Another thing that can be taught by paper-folding is to divide polygons, regular or irregular, into triangles, and thus let them learn that every polygon contains as many triangles as it has sides, less two.
Proportions can also be taught by letting them cut off triangles, similar in shape to the wholes, by creases parallel to the base. Grund's "Plane Geometry" will help a teacher to lessons on proportion, and can be almost wholly taught by this paper-folding. Also Professor Davies's "Descriptive Geometry," and Hay's "Symmetrical Drawing."
Of course it will take a teacher who is familiar with geometry to do all that may be done by this amusement, to habituate the mind to consider and compare forms, and their relations to each other. Exercises on folding circles can be added. It would take a volume to exhaust the subject. Enough has been said to give an idea to a capable teacher. Care must be taken that the consideration should be always of concrete not of abstract forms. Mr. Hill says his "First Lessons in Geometry" were the amusements of his son of five years old. Pascal and Professor Pierce found out such amusements for themselves, which had the high end of preparing them for their great attainments in logical geometry.
Sometimes surprising applications of Geometry, thus practically appreciated, will be made by very small people.

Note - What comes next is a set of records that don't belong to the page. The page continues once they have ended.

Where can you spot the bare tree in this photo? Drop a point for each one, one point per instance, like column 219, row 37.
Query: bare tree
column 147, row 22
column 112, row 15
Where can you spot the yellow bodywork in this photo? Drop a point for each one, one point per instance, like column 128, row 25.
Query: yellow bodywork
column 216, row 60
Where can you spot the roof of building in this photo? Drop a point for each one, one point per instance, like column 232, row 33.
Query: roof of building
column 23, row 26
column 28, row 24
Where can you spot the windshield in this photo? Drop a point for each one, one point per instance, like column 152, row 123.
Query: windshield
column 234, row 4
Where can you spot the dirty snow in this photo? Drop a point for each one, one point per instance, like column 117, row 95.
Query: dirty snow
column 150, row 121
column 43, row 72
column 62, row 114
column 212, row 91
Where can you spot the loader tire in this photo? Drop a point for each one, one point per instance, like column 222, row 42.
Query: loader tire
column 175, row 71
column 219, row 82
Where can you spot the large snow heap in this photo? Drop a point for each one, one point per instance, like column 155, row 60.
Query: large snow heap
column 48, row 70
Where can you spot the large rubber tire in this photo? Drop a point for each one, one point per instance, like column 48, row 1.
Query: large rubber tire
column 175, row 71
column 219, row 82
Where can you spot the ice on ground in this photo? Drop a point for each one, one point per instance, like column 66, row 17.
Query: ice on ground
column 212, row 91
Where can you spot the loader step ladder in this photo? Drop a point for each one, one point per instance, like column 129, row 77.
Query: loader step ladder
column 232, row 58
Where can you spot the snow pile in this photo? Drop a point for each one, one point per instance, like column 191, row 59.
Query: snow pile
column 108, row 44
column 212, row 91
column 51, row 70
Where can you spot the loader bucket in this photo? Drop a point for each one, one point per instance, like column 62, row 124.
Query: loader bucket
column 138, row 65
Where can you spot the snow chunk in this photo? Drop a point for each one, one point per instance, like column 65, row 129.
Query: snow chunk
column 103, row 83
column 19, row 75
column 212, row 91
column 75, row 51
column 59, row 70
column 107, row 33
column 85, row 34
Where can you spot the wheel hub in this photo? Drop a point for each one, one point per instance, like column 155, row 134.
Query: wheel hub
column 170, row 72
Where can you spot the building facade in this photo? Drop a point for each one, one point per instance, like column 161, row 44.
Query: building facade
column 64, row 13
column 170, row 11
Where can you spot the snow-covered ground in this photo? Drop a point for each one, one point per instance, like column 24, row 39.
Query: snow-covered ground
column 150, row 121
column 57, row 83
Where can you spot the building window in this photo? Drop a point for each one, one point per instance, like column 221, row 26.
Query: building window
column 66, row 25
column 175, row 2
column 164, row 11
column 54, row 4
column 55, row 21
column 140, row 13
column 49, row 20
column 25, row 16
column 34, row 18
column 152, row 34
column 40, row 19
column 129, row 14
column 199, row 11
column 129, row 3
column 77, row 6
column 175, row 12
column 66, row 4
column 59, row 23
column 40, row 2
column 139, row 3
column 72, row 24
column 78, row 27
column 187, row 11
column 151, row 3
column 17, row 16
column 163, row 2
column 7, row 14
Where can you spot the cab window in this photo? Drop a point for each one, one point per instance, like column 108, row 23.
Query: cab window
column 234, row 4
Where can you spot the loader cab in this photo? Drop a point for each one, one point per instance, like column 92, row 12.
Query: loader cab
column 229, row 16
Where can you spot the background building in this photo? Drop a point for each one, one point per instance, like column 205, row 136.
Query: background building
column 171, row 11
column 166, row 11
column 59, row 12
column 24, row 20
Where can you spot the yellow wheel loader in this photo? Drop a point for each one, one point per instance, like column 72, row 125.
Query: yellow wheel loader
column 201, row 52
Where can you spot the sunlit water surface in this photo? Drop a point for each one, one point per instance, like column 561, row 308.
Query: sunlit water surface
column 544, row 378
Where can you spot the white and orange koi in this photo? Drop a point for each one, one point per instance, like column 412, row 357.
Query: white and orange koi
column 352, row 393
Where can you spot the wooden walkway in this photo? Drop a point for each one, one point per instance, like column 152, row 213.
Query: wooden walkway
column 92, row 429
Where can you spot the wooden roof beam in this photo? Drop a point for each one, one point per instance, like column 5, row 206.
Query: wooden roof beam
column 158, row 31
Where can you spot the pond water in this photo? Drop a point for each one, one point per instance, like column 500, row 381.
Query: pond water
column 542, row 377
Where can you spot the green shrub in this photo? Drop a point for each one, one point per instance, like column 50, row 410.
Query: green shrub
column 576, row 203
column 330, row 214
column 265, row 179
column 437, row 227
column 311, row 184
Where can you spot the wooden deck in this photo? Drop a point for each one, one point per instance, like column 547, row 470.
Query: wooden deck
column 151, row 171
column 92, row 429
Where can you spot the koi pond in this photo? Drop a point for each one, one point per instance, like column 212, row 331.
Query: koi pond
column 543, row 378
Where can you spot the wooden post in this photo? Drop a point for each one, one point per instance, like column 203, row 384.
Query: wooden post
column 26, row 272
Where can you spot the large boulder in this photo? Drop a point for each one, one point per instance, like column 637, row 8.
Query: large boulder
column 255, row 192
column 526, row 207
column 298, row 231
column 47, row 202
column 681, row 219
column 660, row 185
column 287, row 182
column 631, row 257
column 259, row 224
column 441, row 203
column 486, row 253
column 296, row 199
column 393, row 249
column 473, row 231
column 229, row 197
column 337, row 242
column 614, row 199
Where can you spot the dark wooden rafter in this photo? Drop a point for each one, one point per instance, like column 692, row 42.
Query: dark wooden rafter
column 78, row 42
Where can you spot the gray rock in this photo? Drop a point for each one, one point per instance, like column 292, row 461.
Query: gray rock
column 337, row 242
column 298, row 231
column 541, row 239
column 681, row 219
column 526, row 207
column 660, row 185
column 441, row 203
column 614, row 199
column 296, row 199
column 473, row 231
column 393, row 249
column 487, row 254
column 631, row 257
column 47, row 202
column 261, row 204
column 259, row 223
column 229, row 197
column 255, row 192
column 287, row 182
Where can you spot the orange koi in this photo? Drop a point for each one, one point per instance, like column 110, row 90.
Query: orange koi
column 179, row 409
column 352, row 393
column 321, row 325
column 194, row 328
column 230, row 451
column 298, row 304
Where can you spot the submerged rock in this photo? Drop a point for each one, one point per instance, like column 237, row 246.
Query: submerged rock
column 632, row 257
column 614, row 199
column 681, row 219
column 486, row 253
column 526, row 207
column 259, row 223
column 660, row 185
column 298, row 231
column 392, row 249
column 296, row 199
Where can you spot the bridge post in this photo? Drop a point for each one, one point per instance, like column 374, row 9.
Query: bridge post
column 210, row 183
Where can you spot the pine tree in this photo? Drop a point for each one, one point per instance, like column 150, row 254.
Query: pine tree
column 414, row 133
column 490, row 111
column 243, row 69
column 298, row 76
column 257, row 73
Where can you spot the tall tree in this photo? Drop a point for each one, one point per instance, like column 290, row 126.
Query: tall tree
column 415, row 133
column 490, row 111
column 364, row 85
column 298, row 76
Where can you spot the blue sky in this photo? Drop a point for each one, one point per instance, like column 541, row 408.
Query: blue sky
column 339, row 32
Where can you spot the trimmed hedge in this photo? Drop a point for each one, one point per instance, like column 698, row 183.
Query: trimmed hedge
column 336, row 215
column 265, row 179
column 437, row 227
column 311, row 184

A boy of eight years of age, with whom I read over Mr. Hill's "Geometry for Beginners" for his amusement, in two months after invented a self-moving carriage for his sister's dolly, that would give it a ride of ten feet! A neighboring carpenter made it from his drafted model.
CHAPTER X.
READING.
This art should be taught simultaneously with writing, or, more properly, printing; and I should certainly advise that it do not come till children are hard upon seven years old, if they have entered the Kindergarten at three. For it properly belongs to the second stage of education, after the Kindergarten exercises on the blocks, sticks, peas, &c., are entirely exhausted; and the children have become very expert in sewing, weaving, pricking, and drawing. They will then have received a certain cultivation of intellect which will make it possible to teach Reading on a philosophical method, which will make the acquisition a real cultivation of mind, instead of the distraction it now is to those whose vernacular is English, the pot pourri of languages, and whose orthography should be called Kakography, it is so lawless.